Le Code des obligations énumère différentes obligations principales auxquelles un employé doit se tenir, notamment, l’obligation de diligence et de fidélité à observer (321a al. 1 CO), et l’obligation corolaire d’un employé d’effectuer des heures supplémentaires (art. 321c CO). En raison de son obligation de diligence et de fidélité, le travailleur doit sauvegarder les intérêts légitimes de son employeur (art. 321a al. 1 CO) et par conséquent s’abstenir de tout ce qui peut lui porter préjudice économiquement. Ainsi, il ne doit pas faire concurrence à l’employeur pendant la durée du contrat (art. 321a al. 3 CO). L’obligation de fidélité complète l’obligation de diligence en ce sens qu’elle confère au travail un but, des objectifs et la défense des intérêts de l’employeur (ATF 140 V 521 consid. 7.2.1). Cela veut dire qu’un employé qui exécute son travail doit renseigner son employeur sur sa charge de travail, son avancement, mais également l’informer d’éventuels dommages à l’entreprise ou perturbations dans l’exécution du travail, ainsi que d’irrégularités ou d’abus.
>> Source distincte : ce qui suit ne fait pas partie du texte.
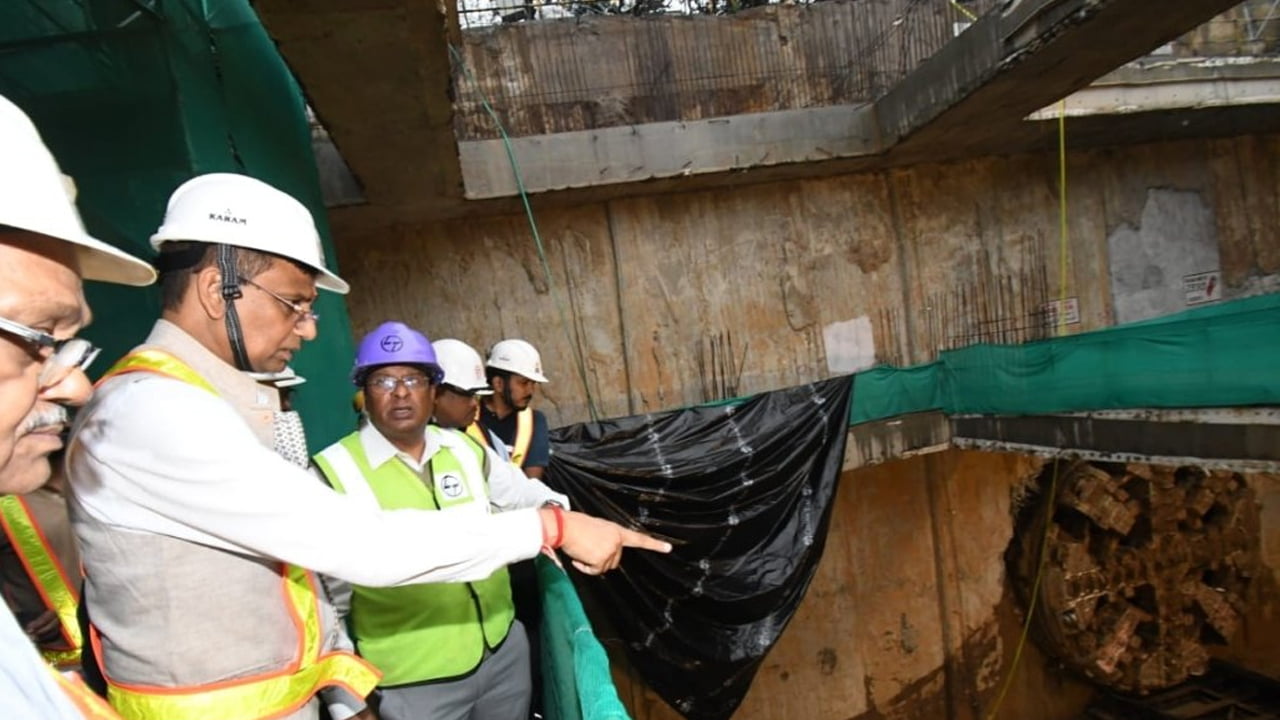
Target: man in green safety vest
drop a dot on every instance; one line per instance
(447, 651)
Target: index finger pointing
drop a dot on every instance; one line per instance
(631, 538)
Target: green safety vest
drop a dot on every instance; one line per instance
(425, 632)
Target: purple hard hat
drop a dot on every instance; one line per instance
(394, 343)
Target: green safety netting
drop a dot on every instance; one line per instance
(136, 96)
(1215, 356)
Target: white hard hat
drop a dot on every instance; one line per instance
(243, 212)
(462, 365)
(517, 356)
(36, 196)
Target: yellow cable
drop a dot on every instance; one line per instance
(1052, 486)
(1061, 210)
(1034, 598)
(967, 12)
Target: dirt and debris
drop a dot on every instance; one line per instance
(1146, 568)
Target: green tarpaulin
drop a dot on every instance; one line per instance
(1215, 356)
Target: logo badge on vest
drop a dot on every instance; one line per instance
(451, 486)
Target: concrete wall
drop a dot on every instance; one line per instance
(679, 299)
(910, 614)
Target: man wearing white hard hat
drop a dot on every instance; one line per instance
(44, 254)
(457, 400)
(515, 370)
(199, 533)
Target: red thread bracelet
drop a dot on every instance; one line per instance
(560, 527)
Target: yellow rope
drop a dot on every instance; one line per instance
(1061, 212)
(964, 10)
(1052, 487)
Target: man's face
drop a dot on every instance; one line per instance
(273, 329)
(517, 391)
(40, 287)
(453, 408)
(400, 413)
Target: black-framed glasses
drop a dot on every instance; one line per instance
(60, 356)
(298, 309)
(457, 390)
(387, 384)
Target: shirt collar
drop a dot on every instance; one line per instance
(380, 450)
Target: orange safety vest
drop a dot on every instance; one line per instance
(85, 700)
(268, 695)
(48, 575)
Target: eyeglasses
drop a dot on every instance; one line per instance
(302, 311)
(387, 384)
(60, 356)
(456, 390)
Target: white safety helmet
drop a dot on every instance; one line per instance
(517, 356)
(37, 197)
(243, 212)
(462, 365)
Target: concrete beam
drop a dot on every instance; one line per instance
(1179, 85)
(668, 150)
(972, 95)
(1243, 438)
(968, 99)
(376, 72)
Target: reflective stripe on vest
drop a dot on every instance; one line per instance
(429, 630)
(268, 695)
(524, 436)
(86, 701)
(46, 573)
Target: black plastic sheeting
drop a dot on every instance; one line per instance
(745, 492)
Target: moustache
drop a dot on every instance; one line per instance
(45, 415)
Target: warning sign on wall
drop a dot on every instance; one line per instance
(1202, 287)
(1069, 308)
Un employé est ainsi également obligé d’effectuer des heures supplémentaires (art. 321c CO) sous certaines conditions, même si cela n’entre pas dans son cahier des charges initialement établi. Il faut que deux conditions soient remplies pour que l’employeur puisse contraindre son personnel à fournir ces heures. La première est qu’elle soit acceptable pour lui, les limites résidant dans sa capacité de travail, ainsi que la protection de sa santé (art. 6 LTr et art 328 CO) et de sa personnalité (art. 328 CO). La deuxième est que les circonstances l’exigent pour l’employeur, soit que l’exécution d’une charge supplémentaire de travail soit nécessaire à la sauvegarde de ses intérêts économiques. Si ses conditions sont remplies, le travailleur est tenu d’effectuer des heures supplémentaires à celles initialement contractuellement prévues pour respecter ses obligations. Ainsi un employé qui exécute son travail en « quiet quitting », doit, dans certains cas particuliers effectuer des heures supplémentaires pour respecter ses obligations, même si ça ne rentre pas initialement directement dans son cahier des tâches.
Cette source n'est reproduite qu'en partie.